Monday, October 12, 2009

Elephants at a Soiree



Elephants don't belong at soirees - not even when dressed in their best!

But for the new wealthy class in China, soirees come with a whole host of elephants ready to appear at any time.

(photo credit)

Ian Buruma, in his article "China's class ceiling" in the LATimes,
writes about the new wealthy class in China and the price it must pay for its continuing privilege.

Invited to the country home of Hong Huang, "daughter of Communist aristocracy...expensively dressed media mogul," were Buruma and "the avant-garde poet Yang Lian, who lives in London with his wife, Yo Yo, a novelist...free-spirited authors who chose not to put up with the restrictions of an authoritarian society."

The soiree went off track when Hong Huang began giving advice to the ex-pat authors about returning to China to live:
A certain edginess crept into the bracing mountain air. Hong's advice began to sound more like bullying. Tiananmen had not been mentioned, but it was the elephant in the room. It was one of the reasons Yang and Yo Yo opted for residence abroad. Suddenly, Hong brought it up, turning to me as well. "Tiananmen, Tiananmen," she said, "foreign journalists are always going on about Tiananmen. I think it's time to forget about all that. We should move on and feel proud of our country.
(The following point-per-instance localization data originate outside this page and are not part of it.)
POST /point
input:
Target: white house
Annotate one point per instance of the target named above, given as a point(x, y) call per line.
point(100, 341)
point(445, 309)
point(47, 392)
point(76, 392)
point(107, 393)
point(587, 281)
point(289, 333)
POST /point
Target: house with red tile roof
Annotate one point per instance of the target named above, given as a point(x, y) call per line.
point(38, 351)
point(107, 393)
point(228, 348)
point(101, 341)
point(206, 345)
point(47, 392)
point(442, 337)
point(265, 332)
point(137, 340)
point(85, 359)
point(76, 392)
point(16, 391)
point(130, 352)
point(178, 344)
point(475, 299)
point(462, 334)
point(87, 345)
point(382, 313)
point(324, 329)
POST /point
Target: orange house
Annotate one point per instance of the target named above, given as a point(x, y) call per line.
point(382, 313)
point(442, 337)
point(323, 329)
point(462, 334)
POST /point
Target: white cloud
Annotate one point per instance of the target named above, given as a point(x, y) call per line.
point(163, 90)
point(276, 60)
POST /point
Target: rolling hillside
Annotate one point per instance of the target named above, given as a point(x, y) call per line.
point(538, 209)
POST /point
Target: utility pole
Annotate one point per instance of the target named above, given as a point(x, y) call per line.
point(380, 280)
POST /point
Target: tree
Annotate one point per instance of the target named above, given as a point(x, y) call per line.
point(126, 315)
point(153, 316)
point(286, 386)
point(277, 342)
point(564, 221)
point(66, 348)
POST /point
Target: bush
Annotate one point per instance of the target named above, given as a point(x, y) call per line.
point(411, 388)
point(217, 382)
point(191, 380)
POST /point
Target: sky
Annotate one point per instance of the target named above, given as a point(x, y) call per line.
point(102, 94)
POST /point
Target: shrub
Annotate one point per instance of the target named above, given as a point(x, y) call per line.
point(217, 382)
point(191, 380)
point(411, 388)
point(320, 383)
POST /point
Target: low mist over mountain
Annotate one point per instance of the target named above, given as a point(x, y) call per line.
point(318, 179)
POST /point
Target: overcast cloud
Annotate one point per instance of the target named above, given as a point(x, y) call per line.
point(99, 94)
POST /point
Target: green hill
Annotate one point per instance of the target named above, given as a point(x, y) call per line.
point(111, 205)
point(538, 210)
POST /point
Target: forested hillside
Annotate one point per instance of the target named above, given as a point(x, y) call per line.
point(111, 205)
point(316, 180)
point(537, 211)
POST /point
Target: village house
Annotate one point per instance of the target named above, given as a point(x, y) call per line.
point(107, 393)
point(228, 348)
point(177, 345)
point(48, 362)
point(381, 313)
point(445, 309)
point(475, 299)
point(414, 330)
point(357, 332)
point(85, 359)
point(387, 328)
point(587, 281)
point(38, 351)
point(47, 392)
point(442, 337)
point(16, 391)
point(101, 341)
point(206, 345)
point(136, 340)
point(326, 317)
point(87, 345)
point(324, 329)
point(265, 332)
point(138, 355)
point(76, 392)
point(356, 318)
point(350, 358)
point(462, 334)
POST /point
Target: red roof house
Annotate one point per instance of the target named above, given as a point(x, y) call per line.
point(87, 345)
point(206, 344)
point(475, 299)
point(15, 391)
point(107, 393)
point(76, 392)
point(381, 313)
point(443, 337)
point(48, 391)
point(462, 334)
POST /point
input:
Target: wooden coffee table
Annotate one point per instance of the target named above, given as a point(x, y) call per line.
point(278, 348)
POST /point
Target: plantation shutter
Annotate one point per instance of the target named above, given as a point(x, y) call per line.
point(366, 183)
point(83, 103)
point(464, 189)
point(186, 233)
Foreigners just use it to bad-mouth China."

The newly wealthy in China must constantly compromise and navigate around many unruly elephants  - peasants, school children dead because of substandard buildings that didn't hold up in an earthquake, and any mention of  the 1989 Tianamen Square Massacre, democracy, and human and individual rights.

"To justify its monopoly on power, the Chinese technocracy relies on the promise of order and constant economic growth, and the claim of patriotism." The problem is not with order, economic growth, and patriotism; the problem is that the government is unchecked in its power. Buruma believes a "messy democracy" like India's is better.

How many elephants does it take to...?



Buruma is professor of democracy, human rights, and journalism at Bard college NY. He is the author of The China Lover (2008).





I would like to invite Ian Buruma to my soiree.